追いかける私の身体は今朝よりさらに重くなっていた。
「く▼*$#@!」
呼びかけた声はカッスカスにかすれて届かない。
思った以上のひどい声に自分でも動揺した。
こんなのでよく仕事してたな、と思い返すと、今日は中根君としか話をしていなかったことに気づいた。
(ここのデータに抜けがあって……)
指さしただけでうんうん、と頷く。
「わかった。確認して差し替えておく。前のデータもくれる?」
(えーっと、ホチキス、ホチキス)
書類を留めようとしてカスカスと間抜けな音をさせただけで、隣の席から替え針の箱がスーッと滑ってくる。
中根君はそんな感じだった。
今日だけじゃない。
これまで、いつも、ずっと。
「く▼*$#ーー@!」
私の声は空気に溶けてはじけるばかり。
無理に張り上げたら喉がヒリついて、ゲッホゲッホと咳が出た。
仕方なく走って、国松さんの「もしかしてオーダー?」っていうスーツの袖に皺を作る勢いで握る。
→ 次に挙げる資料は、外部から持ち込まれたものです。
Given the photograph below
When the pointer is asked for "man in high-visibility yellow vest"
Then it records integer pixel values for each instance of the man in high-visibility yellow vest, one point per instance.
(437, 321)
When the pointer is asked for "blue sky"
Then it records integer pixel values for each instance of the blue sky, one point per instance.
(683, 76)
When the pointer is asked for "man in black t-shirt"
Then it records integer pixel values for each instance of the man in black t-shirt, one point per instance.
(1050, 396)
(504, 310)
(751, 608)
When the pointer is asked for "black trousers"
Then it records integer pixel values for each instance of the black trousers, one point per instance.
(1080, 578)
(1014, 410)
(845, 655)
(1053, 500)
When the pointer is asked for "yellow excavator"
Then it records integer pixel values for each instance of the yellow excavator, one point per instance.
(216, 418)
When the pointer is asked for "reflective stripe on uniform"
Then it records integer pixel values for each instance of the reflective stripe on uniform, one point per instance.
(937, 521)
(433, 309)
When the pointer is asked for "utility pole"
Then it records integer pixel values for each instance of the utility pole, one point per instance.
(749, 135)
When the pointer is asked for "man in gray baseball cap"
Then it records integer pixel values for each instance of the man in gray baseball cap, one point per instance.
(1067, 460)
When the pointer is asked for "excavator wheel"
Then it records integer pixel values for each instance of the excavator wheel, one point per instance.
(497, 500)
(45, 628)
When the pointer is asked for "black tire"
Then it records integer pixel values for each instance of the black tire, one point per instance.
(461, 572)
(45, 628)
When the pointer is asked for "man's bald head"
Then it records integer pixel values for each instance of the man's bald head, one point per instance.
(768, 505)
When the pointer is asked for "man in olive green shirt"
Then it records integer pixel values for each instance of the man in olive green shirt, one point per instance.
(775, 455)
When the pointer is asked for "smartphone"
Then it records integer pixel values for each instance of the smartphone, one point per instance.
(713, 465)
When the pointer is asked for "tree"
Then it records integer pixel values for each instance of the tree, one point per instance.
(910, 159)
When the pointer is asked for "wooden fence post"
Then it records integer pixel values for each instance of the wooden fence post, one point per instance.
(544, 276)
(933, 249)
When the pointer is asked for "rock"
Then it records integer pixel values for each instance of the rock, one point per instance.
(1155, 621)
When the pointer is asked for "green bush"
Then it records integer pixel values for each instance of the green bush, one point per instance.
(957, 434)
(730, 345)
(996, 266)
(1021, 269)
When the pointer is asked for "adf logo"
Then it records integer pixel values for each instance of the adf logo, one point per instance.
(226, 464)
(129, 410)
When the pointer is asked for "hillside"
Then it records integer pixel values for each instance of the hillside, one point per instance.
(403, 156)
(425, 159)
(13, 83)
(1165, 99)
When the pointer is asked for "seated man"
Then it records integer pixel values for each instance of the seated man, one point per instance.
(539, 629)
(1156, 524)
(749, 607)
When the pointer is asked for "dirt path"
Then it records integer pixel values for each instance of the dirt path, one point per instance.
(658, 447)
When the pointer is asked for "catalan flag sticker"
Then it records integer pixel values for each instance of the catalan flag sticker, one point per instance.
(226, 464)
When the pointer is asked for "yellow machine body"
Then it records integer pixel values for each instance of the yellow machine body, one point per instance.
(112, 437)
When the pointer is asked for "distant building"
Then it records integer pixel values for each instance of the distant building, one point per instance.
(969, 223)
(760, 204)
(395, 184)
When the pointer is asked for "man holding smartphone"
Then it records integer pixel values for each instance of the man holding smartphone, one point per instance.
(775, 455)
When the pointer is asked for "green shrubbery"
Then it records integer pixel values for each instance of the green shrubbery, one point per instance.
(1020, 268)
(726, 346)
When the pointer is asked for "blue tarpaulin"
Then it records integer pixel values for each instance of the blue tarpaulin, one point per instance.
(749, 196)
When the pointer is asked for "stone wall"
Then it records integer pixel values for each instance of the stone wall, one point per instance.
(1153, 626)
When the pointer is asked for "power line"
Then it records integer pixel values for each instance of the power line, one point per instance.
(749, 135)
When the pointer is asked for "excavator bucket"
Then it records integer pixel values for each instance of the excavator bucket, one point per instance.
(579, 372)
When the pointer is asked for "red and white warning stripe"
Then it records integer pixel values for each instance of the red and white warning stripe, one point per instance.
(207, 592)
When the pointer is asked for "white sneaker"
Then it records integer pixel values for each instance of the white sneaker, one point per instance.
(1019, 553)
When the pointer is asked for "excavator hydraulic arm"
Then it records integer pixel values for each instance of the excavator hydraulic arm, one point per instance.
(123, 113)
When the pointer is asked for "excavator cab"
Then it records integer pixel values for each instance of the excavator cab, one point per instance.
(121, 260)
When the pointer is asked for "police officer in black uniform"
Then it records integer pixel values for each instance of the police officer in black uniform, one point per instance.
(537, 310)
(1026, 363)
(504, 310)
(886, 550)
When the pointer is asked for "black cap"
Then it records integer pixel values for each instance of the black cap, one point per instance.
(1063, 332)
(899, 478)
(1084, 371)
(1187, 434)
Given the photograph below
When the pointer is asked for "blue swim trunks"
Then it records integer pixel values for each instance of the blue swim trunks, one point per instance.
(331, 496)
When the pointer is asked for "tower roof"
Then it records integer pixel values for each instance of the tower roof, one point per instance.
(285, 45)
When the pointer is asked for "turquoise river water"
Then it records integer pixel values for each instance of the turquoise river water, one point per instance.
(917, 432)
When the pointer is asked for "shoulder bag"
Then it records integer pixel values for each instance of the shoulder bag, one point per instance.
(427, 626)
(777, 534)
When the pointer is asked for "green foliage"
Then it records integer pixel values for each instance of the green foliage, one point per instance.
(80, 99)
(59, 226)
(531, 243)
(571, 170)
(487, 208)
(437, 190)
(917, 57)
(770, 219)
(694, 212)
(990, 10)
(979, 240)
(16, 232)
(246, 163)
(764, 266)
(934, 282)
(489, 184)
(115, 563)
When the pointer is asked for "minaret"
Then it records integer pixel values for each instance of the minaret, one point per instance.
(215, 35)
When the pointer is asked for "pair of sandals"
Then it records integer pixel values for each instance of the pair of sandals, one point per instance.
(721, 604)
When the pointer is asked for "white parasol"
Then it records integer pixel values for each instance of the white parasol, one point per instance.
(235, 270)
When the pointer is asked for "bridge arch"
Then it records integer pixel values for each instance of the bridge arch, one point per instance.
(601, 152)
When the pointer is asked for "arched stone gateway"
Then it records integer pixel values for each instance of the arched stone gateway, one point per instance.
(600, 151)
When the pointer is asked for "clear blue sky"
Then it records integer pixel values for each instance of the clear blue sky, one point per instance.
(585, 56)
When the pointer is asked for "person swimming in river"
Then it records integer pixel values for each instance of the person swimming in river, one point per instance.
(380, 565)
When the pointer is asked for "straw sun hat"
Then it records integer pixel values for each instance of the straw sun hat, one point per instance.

ちょっと嫌な顔をした国松さんは、私を見るとさわやかな笑顔を作り、それでもやんわり手をふりほどいた。
「鳴海さん、どうしたの?」
空気を求めて荒い呼吸を繰り返すばかりの私を見て、国松さんは朗らかに勘違いする。
「ああ、いいんだよ、お礼なんて。大したものじゃないから」
(いえ! 違うんです! 設計書の数字が!)
必死に首を振ると、国松さんはまたしても許可なく、私の頭にポンポンッと手をやった。
「ははは。顔、真っ赤! あ、もしかしてランチ?」
(いやいや、違います! 今はこれを!)
と差し出した設計書にも目をくれず、国松さんは申し訳なさそうな表情を作る。
「でもごめんね。俺、婚約したからそういうの無理なんだ」
知ってます。専務のお嬢様でしたっけ。
そんなことはどうでもよくて!
(違うんです! これをーーーっ!!)
「本当にごめんね。じゃあ、また」
私の必死の叫びも、国松さんのさわやか極まる笑顔に跳ね返されて空しく廊下に消えた。
(いやー! 待ってー! 行かないでー!!)
心はまだ必死に追いかけているのに、身体の方はそんな元気はない。